Learn how to configure and run the Profiler Workflow to extract Profiler data and execute the Data Quality.
After the metadata ingestion has been done correctly, we can configure and deploy the Profiler Workflow.
This Pipeline will be in charge of feeding the Profiler tab of the Table Entity, as well as running any tests configured in the Entity.
Profiler summary page
1. Add a Profiler Ingestion
From the Service Page, go to the Ingestions tab to add a new ingestion and click on Add Profiler Ingestion.
Add a profiler service
2. Configure the Profiler Ingestion
Here you can enter the Profiler Ingestion details.
Set profiler configuration
Name Define the name of the Profiler Workflow. While we only support a single workflow for the Metadata and Usage ingestion, users can define different schedules and filters for Profiler workflows.
As profiling is a costly task, this enables a fine-grained approach to profiling and running tests by specifying different filters for each pipeline.

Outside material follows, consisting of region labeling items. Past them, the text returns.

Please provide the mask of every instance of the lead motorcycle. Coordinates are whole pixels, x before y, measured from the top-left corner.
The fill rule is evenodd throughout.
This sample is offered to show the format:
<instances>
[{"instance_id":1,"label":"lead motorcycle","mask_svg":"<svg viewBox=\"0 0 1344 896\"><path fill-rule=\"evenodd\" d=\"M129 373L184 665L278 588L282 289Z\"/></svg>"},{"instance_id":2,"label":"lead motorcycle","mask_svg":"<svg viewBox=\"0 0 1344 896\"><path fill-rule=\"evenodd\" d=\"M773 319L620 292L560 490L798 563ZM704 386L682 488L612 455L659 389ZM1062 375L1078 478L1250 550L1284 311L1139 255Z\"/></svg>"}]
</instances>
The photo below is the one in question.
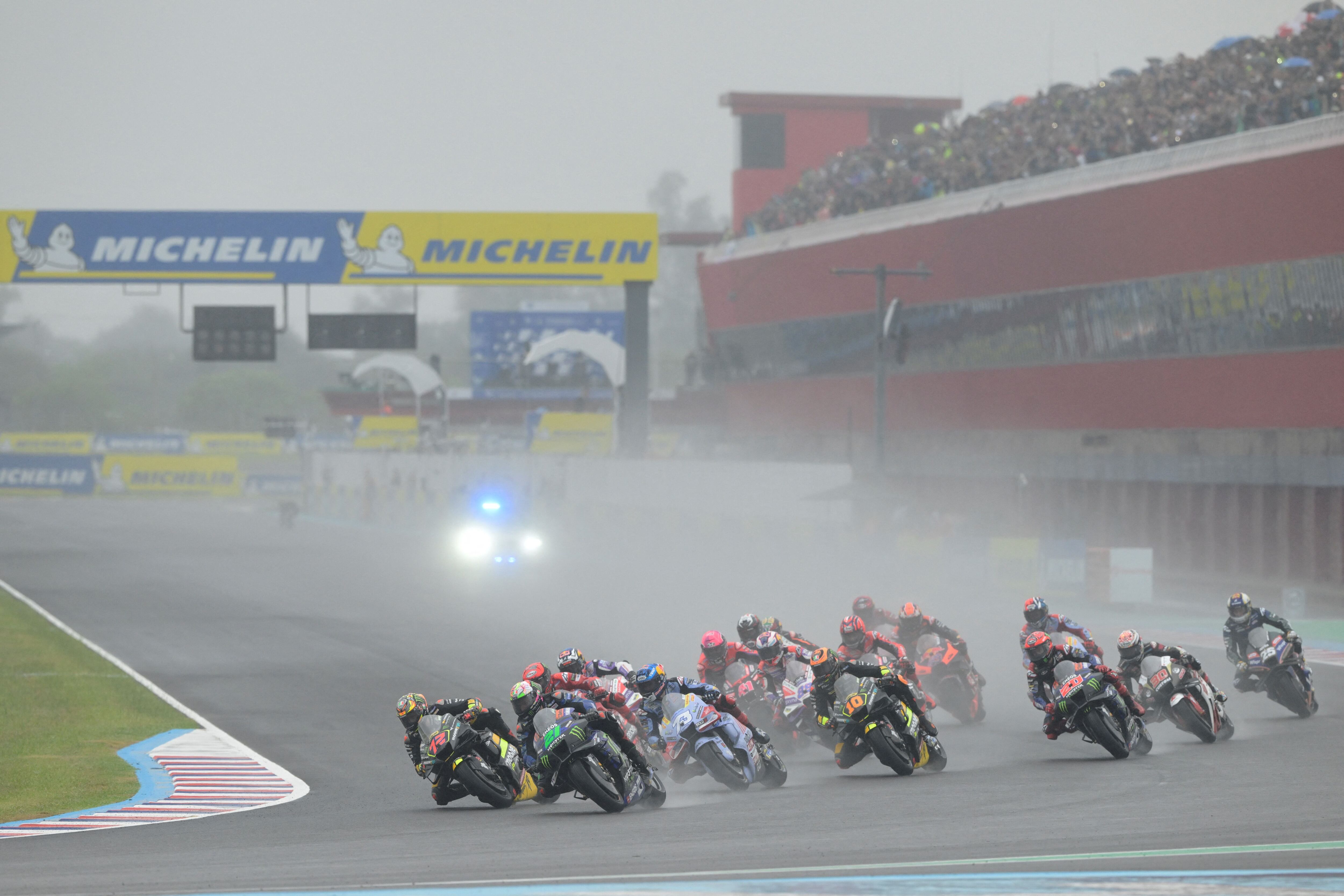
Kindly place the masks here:
<instances>
[{"instance_id":1,"label":"lead motorcycle","mask_svg":"<svg viewBox=\"0 0 1344 896\"><path fill-rule=\"evenodd\" d=\"M1250 652L1246 654L1247 672L1257 678L1255 689L1263 690L1278 705L1296 712L1302 719L1318 708L1314 693L1302 672L1302 642L1275 634L1270 639L1265 629L1257 626L1246 635Z\"/></svg>"},{"instance_id":2,"label":"lead motorcycle","mask_svg":"<svg viewBox=\"0 0 1344 896\"><path fill-rule=\"evenodd\" d=\"M898 775L915 768L942 771L948 751L919 728L919 716L905 701L878 686L880 678L840 676L836 681L836 729L840 743L863 742L883 766Z\"/></svg>"},{"instance_id":3,"label":"lead motorcycle","mask_svg":"<svg viewBox=\"0 0 1344 896\"><path fill-rule=\"evenodd\" d=\"M789 770L770 744L759 744L732 716L723 715L694 693L663 696L663 736L669 766L698 762L728 790L753 783L780 787ZM677 776L673 774L673 780Z\"/></svg>"},{"instance_id":4,"label":"lead motorcycle","mask_svg":"<svg viewBox=\"0 0 1344 896\"><path fill-rule=\"evenodd\" d=\"M1140 673L1136 696L1149 712L1145 721L1169 720L1207 744L1232 736L1232 717L1202 674L1169 657L1144 657Z\"/></svg>"},{"instance_id":5,"label":"lead motorcycle","mask_svg":"<svg viewBox=\"0 0 1344 896\"><path fill-rule=\"evenodd\" d=\"M950 712L962 724L984 720L980 676L965 652L935 634L922 635L915 643L915 650L919 654L915 673L921 684L933 692L938 707Z\"/></svg>"},{"instance_id":6,"label":"lead motorcycle","mask_svg":"<svg viewBox=\"0 0 1344 896\"><path fill-rule=\"evenodd\" d=\"M638 802L659 809L667 801L657 772L641 775L606 732L589 727L587 716L546 707L536 713L535 731L538 766L550 770L556 790L573 787L579 799L591 799L607 813Z\"/></svg>"},{"instance_id":7,"label":"lead motorcycle","mask_svg":"<svg viewBox=\"0 0 1344 896\"><path fill-rule=\"evenodd\" d=\"M1056 666L1056 678L1062 674L1067 673ZM1055 709L1067 719L1064 731L1082 733L1085 742L1105 747L1116 759L1132 752L1142 756L1153 748L1148 729L1129 715L1120 692L1101 673L1079 665L1054 690Z\"/></svg>"},{"instance_id":8,"label":"lead motorcycle","mask_svg":"<svg viewBox=\"0 0 1344 896\"><path fill-rule=\"evenodd\" d=\"M433 758L425 776L435 786L439 806L468 794L493 809L536 797L536 782L523 768L517 747L499 735L477 731L460 716L425 715L418 727Z\"/></svg>"}]
</instances>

Database filter pattern regex expression to filter databases.
Schema filter pattern regex expression to filter schemas.
Table filter pattern regex expression to filter tables.
Profile Sample Sampling percentage to apply for profiling tables.
Number of thread to use when computing metrics for the profiler. For Snowflake users we recommend setting it to 1. There is a known issue with one of the dependency (
snowflake-connector-python) affecting projects with certain environments.
Ingest Sample Data Whether the profiler should ingest sample data
3. Schedule and Deploy
After clicking Next, you will be redirected to the Scheduling form. This will be the same as the Metadata and Usage Ingestions. Select your desired schedule and click on Deploy to find the usage pipeline being added to the Service Ingestions.
4. Updating Profiler setting at the table level
Once you have created your profiler you can adjust some behavior at the table level by going to the table and clicking on the profiler tab
table profile settings
table profile settings
Profile Sample % Set the sample percentage to be use by the profiler for the specific table. This will overwrite the workflow sample percentage.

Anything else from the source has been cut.